De começo as “Raças” são muito bem divididas e etiquetadas. Negros, hispânicos, asiaticos, brancos, e dentro destas categorias se encaixam outras sub-categorias e assim vai. Qualquer mistura entre uma raça e outra muitas vezes desconsidera uma raça por completo, como é exemplificado na música do rapper Joyner Lucas Half N*gga, onde ele diz as dificuldades de aceitação dentro da comunidade negra por ter uma mãe branca e um pai negro, mesmo tendo traços e cor de pele completamente afro-decendentes.

No Brasil, a raça é mais uma opnião do que algo realmente biológico, como exemplo, quando eu morava no Espirito Santo eu era considerado moreno, já em Santa Catarina eu era negro, tendo apelidos como Obama, Negritude e o mais amado por todos Orgulho da Raça. Aqui eu não poderia me chamar de negro, poderia ser considerado até mesmo uma ofensa. Esta divisão, profundamente instituída na sociedade americana, acaba criando uma discrepância ainda maior entre as raças, acompanhadas por sotaques diferentes, modos diferentes de se vestir e até posturas diferentes, deixando o negro, o latino e o asiático com um ar quase que místico, alienígena.

racismo
Elenco de “Dear White People”

Claro que pessoas no Brasil devem ter visto as passeatas nas ruas com os supremacistas brancos, mas este tipo de racismo é raro. O que é mais comum é ignorar o racismo e suas consequências. Muitas vezes, os americanos ignoram a história passada do negro e do latino, ignoram como essa história afeta a vida dessas pessoas até hoje, ignoram que bairros com maioria negra ou latina são bairros mais pobres, onde crescem crianças pobres, que se tornam adultos pobres e geram mais crianças pobres fazendo com que o ciclo continue. Onde gerações após gerações não tiveram oportunidade para uma educação melhor – lembrando que TODO o ensino superior aqui nos EUA é pago.

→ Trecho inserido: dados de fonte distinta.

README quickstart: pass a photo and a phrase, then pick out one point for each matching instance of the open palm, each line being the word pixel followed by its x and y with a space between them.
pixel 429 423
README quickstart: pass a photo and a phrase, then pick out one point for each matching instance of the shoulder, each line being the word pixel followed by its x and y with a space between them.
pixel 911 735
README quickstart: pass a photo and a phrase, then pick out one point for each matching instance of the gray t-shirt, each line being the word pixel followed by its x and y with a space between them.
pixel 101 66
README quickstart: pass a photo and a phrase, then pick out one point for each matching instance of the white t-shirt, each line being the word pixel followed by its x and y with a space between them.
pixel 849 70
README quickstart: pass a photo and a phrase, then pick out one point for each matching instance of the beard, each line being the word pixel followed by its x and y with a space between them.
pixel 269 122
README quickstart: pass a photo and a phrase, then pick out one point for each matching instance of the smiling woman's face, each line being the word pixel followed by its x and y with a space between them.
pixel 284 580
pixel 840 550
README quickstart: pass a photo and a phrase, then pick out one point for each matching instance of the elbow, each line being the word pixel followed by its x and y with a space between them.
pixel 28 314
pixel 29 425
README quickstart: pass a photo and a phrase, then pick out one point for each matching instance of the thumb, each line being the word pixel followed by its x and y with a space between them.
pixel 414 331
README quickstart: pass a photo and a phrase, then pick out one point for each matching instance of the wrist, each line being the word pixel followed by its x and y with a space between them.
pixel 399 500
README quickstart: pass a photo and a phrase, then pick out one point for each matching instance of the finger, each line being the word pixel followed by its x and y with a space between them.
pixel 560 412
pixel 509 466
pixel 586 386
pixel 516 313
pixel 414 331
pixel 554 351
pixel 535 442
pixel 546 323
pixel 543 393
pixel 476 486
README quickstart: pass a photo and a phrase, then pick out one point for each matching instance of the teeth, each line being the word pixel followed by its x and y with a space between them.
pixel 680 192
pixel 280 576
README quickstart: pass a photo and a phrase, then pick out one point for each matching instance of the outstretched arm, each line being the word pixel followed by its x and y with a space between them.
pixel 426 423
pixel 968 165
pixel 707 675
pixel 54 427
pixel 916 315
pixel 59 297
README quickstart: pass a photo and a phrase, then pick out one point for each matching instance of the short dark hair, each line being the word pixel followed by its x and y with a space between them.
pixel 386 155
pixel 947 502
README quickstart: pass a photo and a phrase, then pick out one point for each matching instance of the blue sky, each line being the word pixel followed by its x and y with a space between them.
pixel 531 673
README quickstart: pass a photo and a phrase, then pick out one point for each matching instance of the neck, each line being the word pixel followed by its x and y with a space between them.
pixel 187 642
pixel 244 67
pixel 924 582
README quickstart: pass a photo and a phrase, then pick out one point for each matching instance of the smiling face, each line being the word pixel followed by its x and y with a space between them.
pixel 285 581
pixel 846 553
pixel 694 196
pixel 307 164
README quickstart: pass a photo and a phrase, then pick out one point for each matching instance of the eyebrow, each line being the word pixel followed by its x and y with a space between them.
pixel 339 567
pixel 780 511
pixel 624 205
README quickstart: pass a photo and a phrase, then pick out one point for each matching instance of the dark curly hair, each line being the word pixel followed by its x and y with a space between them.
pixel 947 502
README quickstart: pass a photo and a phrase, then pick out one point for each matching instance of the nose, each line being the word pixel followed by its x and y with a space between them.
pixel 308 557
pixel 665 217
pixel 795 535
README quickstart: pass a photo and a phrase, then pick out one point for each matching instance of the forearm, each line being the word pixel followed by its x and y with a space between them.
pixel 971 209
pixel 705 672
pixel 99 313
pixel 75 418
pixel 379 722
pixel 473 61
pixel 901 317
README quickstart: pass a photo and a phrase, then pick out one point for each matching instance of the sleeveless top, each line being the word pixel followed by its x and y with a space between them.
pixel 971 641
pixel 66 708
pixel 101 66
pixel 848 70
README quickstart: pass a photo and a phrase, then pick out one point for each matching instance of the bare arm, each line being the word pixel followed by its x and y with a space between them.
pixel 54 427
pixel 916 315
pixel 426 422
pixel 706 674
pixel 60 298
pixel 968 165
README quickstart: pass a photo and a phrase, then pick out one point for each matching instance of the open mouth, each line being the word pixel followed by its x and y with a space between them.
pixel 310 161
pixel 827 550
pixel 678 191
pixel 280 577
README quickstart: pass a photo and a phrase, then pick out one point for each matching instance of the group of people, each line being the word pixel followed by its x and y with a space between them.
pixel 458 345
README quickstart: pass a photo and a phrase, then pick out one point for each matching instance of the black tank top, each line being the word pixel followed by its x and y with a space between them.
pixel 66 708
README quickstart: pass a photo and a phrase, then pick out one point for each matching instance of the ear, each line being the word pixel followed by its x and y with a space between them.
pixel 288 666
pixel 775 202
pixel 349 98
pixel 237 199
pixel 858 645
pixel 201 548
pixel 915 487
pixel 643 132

Aí entra a ajuda governamental, com auxílios financeiros para essas pessoas. Mas alguns acreditam que o passado e a história não tem nada haver com a situação destes grupos agora, por isso não existe necessidade de ajudá-los a subir na vida. Este é o tipo de “racismo” que é comum, mais ainda no centro-sul do país. Lembrando que a questão financeira é muito importante para o povo americano, qualquer coisa que envolva o bolso do povo eles são muito defensivos e agressivos.

Claro que no Brasil existem grandes problemas na questão racial – não estou dizendo se são piores ou não, estou dizendo que são diferentes. Como vemos essa questão e como eles veêm é muito diferente. Talvez, agora, com esta pequena explicação, vocês possam entender um pouco mais da cultura americana quando vierem para cá ou assistirem um filme como Pantera Negra (que é maravilhoso, assistam 2x no cinema como eu já fiz).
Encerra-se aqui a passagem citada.